Eric Clapton: o cara por trás do deus

Foto: Henrique Inglez de Souza

Passei pouco mais de um mês na companhia de Eric Clapton – um mês e meio, acho. Não pessoalmente. Eric Clapton – A Autobiografia (2007) é escrita num tom tão vivo que aproxima o leitor, que me fez sentir em contato direto com ele. 

Devo reconhecer que mostrar as entranhas com tamanho desprendimento nos detalhes é difícil e, ao mesmo tempo, admirável. Escancarar alegrias e podres grotescos e assumir travas emocionais custa caro. É penoso.

Por outro lado, além de admirável, encontrá-lo dividindo tanta cagada e uma coleção vasta de atitudes imbecis (algumas de mau caráter), me levou a repugnar o tipo de pessoa que o guitarrista ilustrou ser (ter sido?). Brigamos em muitas e muitas das quase 400 páginas do livro. E reforcei a implicância que nutro para o odioso crachá de “Deus da guitarra”. 

Essa implicância não é uma particularidade contra Clapton; é uma discordância para com esse monte de rótulos artificialmente criados que se costuma perpetuar.

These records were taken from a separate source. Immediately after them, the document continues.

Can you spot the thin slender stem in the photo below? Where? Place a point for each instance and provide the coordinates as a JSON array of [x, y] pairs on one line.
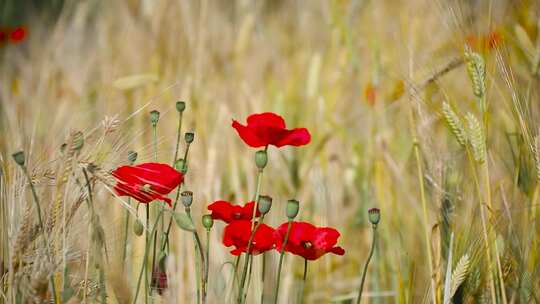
[[154, 239], [484, 226], [178, 136], [364, 272], [263, 274], [281, 255], [145, 260], [199, 249], [41, 226], [304, 279], [144, 265], [207, 265], [427, 228], [166, 241], [248, 260]]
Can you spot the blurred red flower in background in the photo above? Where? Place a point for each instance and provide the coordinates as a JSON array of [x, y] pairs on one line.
[[269, 129], [147, 182], [308, 241], [227, 212], [159, 280], [18, 34], [237, 234]]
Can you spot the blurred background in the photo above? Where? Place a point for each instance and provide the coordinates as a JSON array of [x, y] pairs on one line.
[[367, 78]]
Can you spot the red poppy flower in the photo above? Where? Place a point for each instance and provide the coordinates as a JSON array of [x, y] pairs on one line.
[[159, 280], [18, 34], [147, 182], [237, 234], [308, 241], [3, 37], [269, 129], [227, 212]]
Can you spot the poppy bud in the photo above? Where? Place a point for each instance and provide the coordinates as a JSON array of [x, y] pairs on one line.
[[78, 141], [187, 198], [265, 202], [138, 227], [189, 137], [261, 159], [292, 208], [154, 117], [180, 166], [19, 158], [374, 215], [208, 221], [132, 157], [180, 106]]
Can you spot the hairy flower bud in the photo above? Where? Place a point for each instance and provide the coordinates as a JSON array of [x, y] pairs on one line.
[[180, 166], [19, 158], [180, 106], [132, 157], [261, 159], [154, 117], [374, 215], [187, 198], [265, 203], [292, 208]]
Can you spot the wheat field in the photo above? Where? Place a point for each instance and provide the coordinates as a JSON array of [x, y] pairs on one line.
[[426, 110]]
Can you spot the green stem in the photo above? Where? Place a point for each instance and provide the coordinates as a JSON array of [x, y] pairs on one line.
[[42, 227], [178, 135], [247, 261], [199, 249], [263, 273], [144, 265], [364, 272], [304, 279], [281, 255], [166, 241], [126, 228], [207, 265], [146, 244]]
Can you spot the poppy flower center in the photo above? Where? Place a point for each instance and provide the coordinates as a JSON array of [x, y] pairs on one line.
[[307, 244]]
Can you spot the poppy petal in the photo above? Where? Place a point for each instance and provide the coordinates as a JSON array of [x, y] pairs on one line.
[[248, 136], [295, 137]]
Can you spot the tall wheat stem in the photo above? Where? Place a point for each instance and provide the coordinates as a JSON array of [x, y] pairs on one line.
[[420, 174]]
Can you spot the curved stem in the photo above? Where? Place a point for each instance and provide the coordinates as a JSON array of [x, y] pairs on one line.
[[249, 257], [41, 226], [143, 268], [364, 272], [304, 279], [207, 265], [126, 228], [281, 255]]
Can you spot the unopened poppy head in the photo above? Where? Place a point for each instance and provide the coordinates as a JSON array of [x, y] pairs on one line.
[[308, 241], [147, 182], [227, 212], [18, 34], [269, 129], [237, 234]]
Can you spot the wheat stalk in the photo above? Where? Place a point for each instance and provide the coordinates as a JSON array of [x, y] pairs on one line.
[[459, 275], [455, 124], [476, 69]]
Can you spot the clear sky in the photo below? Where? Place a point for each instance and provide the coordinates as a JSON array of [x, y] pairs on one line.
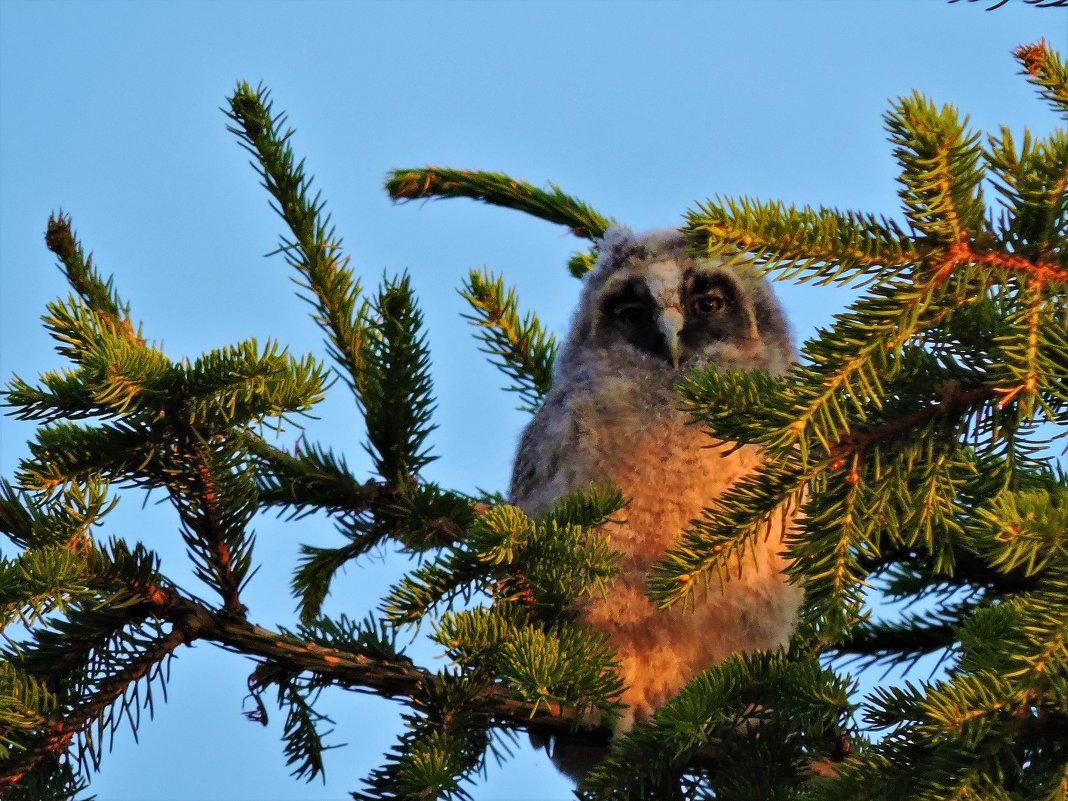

É o tipo de coisa que estraga o artista, ainda mais se este levar a sério e passar a crer que de fato é aquilo que dizem ser.

No caso de Clapton, sempre tive comigo que ele incorporou o tal Deus da guitarra. Tocar com sensibilidade e ter um talento ímpar são qualidades únicas. Porém, sacramentá-lo por isso (assim como outro qualquer) é demasiado – por mais singular que sejam seus atributos. É coisa boboca. 

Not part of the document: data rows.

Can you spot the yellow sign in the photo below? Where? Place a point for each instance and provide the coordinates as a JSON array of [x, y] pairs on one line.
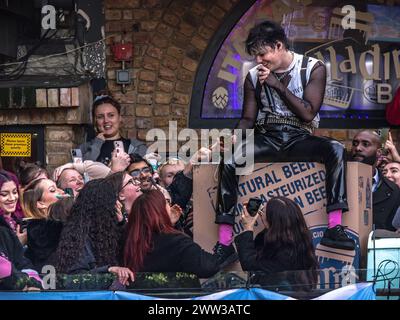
[[15, 144]]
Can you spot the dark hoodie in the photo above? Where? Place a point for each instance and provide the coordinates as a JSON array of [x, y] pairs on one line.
[[12, 250], [43, 239]]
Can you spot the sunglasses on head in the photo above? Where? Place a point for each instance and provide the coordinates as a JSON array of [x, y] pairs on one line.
[[134, 182], [136, 173]]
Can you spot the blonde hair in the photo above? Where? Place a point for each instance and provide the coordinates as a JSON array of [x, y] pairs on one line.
[[170, 162]]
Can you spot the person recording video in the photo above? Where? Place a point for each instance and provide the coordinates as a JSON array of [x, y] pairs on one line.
[[285, 244]]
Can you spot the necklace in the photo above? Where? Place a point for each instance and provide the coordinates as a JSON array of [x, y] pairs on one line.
[[283, 75]]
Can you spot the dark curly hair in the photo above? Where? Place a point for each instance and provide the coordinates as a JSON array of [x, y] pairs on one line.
[[93, 216]]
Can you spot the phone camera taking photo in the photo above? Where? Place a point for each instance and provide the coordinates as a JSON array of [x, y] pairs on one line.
[[254, 206]]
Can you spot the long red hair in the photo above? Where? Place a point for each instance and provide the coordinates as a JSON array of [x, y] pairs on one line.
[[148, 216]]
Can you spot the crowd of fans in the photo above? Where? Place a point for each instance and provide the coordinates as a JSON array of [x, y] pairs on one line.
[[117, 213]]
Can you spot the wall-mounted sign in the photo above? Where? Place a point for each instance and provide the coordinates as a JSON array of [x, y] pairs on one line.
[[15, 144]]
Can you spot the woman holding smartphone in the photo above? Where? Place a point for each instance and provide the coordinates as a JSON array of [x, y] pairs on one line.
[[107, 119], [284, 245], [9, 203]]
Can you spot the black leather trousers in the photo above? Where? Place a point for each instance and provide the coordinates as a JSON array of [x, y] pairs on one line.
[[285, 143]]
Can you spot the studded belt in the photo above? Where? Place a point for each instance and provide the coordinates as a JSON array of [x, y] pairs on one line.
[[292, 121]]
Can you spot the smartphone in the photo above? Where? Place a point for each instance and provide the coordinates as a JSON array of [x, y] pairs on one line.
[[119, 146], [23, 225], [253, 206], [69, 191], [76, 155], [384, 135]]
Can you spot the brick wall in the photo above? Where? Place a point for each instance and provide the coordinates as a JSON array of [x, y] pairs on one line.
[[62, 125], [169, 39]]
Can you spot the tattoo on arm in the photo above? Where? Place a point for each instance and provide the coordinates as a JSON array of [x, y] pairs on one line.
[[306, 104]]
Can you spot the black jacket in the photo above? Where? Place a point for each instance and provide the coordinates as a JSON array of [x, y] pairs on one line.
[[181, 189], [273, 267], [178, 253], [12, 250], [43, 238], [386, 200]]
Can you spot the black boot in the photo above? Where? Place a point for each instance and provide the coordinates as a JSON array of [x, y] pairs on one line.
[[337, 238], [225, 254]]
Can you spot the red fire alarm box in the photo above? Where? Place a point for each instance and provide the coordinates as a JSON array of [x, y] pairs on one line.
[[122, 51]]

Já me criticaram por essa postura, mas não dá para sufocar a realidade com o fanatismo, a tietagem. O ídolo não é sobre-humano. Quando o falsificamos assim, costumamos ter alguém distante e careiro demais. A música, enfim, cai para segundo plano em virtude do mito, que fatura alto.

Pensar assim permitiu-me desbravar e apreciar sua obra (muito boa, aliás) com uma isenção razoável. Interessante é que o próprio guitarrista reconhece no livro que encarnou a imagem glorificada criada em torno de seu nome. Admite que se deixou levar, o que me fez vibrar por cada dia dessa implicância que tenho. 

Eric Clapton – A Autobiografia me separou ainda mais o artista do homem. Trouxe-me a imagem de um cara fraco, perdido, cuja autoestima permaneceu afogada na lama por décadas. Os esforços para se tornar alguém, em sua maioria, miraram o egoísmo e um espantoso estado de espírito de “fodam-se os outros”.

Ainda nos primeiros capítulos Clapton demonstrou uma postura intransigente e que exigia do mundo a integral disposição a seus caprichos. E assim seguiu, até perto do final do livro. A cada página era sublinhada a tônica: só existe um jeito de ser, o dele, e só existe um coração pulsante de sentimentos, vontades, alegrias, dores, realizações e tristeza, o dele. Quando se cansava, jogava fora, sacaneava ou pouco se importava. Afinal de contas, ele é o Deus da guitarra! Fodam-se os outros! 

A responsabilidade sobre seu vício em drogas e o alcoolismo, Clapton balizou, durante anos, pela postura dos outros. Talvez fosse um traço desenvolvido na infância confusa que teve (por exemplo, descobriu que sua mãe, na realidade, era a avó e que a mãe mesmo o rejeitara).

Todavia, o tempo, a idade avançada e as muitas surras da vida parecem ter endireitado aspectos importantes (antes tarde do que nunca!). Ao redor do período em que escreveu a autobiografia (2006/2007), temos um senhor maduro e com menos impulsos idiotas. 

A obra reflete e passeia por diferentes fases da jornada de Eric Clapton com um ritmo delicioso. É claro que há coisas interessantes, tais quais detalhes de bastidores ao lado de figuras ímpares e de discos maravilhosos. O tom mal-humorado de minha resenha é fruto da eterna iconoclastia que regula meu lado fã do jornalista (ainda que como fã não endeuso ninguém).

Falar da própria vida esbarra em sentimentos e sensações que só quem se preza a tanto percebe. Uma autobiografia registra e divulga os fatos sem a carga real da emoção. Dá, portanto, margem a cada leitor dialogar com o texto de um jeito. Observei Clapton, o homem, com certo asco pelo monte de imbecilidade por trás desse endeusamento tonto que alimenta seu ego há gerações. Já o artista, permanece um cara criativo, talentoso e único, responsável por obras excepcionais do rock e do blues.